Der Roman war auf die zwei Handlungsstränge von Julia und Kapitän Paulsen aufgebaut, was ich persönlich als sehr erfrischend fand einmal etwas aus der Sicht von zwei Generationen zu erfahren da ja so die Denkweise anders ist.
Dem Handlungsverlauf konnte ich aber wirklich immer sehr gut folgen und auch wenn mich Julias Art so ab und zu ein wenig die Augen verdrehen lassen hat, waren doch alle Entscheidungen die sie oder Kapitän Paulsen getroffen haben immer nachvollziehbar für mich.
Auch der Spannungsbogen war bis zum Schluss gespannt und langweilig wurde mir während des Lesens wirklich nie.
Obwohl ich Föhr nur aus den Büchern von Herrn Mommsen kenne konnte ich mir alle Handlungsorte völlig problemlos anhand der Beschreibungen vor dem inneren Auge entstehen lassen.

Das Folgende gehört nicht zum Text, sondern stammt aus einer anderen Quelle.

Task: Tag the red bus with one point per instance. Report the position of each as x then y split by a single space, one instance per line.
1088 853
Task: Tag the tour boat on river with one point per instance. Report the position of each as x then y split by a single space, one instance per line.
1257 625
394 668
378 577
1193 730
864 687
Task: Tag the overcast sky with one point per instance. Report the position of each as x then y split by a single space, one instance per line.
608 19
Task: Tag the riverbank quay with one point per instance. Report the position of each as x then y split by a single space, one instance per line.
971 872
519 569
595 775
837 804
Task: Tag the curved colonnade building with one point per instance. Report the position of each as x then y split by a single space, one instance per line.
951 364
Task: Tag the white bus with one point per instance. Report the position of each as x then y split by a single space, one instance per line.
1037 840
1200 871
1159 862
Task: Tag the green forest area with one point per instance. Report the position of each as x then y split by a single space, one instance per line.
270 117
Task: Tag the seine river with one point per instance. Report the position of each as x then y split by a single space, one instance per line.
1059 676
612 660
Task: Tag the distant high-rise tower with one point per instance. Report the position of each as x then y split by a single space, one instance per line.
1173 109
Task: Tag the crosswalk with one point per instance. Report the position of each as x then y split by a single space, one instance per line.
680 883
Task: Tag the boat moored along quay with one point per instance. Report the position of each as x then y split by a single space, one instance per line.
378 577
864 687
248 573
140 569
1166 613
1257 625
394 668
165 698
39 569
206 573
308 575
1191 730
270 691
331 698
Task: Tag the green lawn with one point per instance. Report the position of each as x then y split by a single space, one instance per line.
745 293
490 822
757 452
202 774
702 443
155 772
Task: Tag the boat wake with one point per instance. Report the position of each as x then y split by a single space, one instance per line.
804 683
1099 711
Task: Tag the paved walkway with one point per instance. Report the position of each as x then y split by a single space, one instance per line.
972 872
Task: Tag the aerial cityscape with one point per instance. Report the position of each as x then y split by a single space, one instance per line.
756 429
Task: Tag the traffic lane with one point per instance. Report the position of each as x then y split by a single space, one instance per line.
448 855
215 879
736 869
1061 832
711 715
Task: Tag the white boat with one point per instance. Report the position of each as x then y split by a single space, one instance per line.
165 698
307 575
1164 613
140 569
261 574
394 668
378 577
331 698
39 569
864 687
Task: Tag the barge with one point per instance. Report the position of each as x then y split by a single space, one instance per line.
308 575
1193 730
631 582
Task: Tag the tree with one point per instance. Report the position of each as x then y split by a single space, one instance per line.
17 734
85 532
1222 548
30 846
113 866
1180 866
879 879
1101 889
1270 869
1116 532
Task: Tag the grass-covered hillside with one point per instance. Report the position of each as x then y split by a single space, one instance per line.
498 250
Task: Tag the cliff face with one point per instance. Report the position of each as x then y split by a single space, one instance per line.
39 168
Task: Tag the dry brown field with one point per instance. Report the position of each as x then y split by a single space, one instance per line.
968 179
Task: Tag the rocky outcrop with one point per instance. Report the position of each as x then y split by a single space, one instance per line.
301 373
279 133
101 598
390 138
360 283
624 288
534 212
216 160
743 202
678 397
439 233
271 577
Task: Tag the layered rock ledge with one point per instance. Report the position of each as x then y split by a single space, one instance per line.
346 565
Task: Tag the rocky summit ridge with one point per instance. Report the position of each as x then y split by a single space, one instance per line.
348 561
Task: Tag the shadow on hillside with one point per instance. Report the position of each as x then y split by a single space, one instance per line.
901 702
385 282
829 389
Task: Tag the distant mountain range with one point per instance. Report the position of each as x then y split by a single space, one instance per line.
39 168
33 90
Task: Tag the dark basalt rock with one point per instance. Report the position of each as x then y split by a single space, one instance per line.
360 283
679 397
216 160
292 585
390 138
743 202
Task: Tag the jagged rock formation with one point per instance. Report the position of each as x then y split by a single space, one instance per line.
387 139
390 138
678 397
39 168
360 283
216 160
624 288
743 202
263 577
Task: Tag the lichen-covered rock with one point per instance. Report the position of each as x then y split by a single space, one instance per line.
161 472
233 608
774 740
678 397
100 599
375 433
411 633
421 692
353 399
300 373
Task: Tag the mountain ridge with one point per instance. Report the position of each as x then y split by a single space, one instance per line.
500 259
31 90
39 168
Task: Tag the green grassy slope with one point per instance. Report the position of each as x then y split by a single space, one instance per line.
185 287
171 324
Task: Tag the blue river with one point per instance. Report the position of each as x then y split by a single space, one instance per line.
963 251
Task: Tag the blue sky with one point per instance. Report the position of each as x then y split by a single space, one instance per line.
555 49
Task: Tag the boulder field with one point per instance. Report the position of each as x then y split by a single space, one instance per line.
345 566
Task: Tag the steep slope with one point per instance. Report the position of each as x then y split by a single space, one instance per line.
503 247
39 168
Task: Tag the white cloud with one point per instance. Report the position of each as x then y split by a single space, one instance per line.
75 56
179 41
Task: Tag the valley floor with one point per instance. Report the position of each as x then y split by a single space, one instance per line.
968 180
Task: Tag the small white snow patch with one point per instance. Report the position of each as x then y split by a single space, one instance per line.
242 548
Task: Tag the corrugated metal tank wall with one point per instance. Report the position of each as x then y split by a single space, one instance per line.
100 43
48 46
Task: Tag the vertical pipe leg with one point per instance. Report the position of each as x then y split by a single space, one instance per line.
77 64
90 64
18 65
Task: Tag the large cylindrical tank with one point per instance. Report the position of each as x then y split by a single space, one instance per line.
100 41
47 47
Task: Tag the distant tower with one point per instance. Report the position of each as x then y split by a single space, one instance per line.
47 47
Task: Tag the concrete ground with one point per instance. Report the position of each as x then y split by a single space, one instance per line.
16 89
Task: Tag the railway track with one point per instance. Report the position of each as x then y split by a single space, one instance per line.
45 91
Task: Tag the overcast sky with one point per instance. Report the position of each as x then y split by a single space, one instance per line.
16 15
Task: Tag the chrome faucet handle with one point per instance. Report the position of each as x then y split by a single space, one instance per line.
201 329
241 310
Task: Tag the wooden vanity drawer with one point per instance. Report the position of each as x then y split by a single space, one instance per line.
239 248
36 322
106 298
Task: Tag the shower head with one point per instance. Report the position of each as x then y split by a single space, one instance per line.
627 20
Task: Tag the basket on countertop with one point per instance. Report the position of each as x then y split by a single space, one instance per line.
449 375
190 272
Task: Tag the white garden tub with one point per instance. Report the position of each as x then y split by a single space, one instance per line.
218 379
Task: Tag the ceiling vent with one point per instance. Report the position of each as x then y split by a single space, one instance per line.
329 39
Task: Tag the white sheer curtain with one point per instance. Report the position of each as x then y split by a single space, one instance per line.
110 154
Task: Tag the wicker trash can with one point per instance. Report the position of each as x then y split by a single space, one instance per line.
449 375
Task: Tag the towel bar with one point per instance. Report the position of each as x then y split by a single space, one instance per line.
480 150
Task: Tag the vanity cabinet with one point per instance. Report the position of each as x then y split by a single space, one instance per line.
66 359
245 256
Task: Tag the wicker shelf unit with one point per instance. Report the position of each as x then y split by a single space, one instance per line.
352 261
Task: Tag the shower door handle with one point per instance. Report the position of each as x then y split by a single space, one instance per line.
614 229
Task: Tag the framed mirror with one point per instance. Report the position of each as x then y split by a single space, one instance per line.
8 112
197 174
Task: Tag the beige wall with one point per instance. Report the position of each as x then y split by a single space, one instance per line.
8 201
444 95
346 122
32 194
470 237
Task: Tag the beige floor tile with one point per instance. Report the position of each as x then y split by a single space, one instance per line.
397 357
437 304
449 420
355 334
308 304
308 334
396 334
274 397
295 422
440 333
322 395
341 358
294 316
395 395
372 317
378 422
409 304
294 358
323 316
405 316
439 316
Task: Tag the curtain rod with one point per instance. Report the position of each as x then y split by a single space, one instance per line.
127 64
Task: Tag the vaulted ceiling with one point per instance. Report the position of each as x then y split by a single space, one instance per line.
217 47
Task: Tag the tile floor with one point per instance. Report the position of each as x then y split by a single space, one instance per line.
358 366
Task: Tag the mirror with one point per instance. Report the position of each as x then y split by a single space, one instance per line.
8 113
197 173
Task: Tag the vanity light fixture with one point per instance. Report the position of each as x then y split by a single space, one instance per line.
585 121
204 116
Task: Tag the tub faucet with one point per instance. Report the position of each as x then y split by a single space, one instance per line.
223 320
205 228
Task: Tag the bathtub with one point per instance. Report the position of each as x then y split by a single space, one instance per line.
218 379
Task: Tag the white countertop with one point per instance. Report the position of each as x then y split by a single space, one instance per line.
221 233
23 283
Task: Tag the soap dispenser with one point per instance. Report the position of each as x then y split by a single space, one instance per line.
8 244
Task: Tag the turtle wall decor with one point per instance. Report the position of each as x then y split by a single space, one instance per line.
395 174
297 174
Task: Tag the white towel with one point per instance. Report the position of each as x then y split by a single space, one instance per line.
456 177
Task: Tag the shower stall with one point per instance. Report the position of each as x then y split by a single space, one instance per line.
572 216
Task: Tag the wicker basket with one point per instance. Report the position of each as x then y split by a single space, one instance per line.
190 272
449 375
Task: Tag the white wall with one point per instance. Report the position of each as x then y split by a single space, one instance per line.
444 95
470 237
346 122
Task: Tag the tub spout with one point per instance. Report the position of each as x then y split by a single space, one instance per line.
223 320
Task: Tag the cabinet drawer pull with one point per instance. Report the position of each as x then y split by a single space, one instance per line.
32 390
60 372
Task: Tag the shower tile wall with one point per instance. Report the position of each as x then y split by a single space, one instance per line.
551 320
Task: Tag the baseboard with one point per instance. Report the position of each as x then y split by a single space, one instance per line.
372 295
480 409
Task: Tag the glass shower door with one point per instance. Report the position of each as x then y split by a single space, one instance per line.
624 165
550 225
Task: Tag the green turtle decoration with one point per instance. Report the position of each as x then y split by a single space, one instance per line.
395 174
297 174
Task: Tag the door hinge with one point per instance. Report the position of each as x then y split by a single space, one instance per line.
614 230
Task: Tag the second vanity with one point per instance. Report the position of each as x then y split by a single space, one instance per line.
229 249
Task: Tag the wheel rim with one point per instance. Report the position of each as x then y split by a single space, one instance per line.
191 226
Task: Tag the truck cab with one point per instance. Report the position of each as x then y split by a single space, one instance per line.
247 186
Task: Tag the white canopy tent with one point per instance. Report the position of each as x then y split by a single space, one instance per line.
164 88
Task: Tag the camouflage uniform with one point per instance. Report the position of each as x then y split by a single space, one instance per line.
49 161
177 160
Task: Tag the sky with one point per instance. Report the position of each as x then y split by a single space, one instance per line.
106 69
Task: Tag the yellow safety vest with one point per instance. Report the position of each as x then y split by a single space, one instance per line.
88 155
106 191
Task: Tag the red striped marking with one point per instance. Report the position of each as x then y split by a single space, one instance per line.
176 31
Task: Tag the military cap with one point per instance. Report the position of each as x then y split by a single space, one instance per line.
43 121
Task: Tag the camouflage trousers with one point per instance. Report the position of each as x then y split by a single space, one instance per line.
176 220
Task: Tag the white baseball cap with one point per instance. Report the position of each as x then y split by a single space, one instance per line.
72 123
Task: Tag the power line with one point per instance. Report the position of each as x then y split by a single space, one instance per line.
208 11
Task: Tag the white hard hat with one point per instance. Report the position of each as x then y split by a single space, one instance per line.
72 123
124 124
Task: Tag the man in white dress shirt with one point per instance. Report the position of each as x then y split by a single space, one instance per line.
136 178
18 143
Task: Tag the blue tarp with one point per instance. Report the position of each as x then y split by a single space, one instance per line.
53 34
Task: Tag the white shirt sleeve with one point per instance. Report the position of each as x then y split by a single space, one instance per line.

Mit sehr viel Liebe zum Detail waren auch die Figuren des Romans beschrieben, egal ob Nordlicht oder auch Julia und ihre Oma alle konnte ich mir während des Lesens sehr gut vorstellen.
Für mich persönlich kam dieser Wohlfühlroman gerade zur rechten Zeit und ich habe wieder schöne Lesestunden mit ihm verbracht und mich nach Föhr geträumt.
Nun freue ich mich auf das nächste Jahr und hoffentlich gibt es dann schon den zweiten Teil der Reihe.
Sehr gerne vergebe ich für den Roman alle fünf Sterne.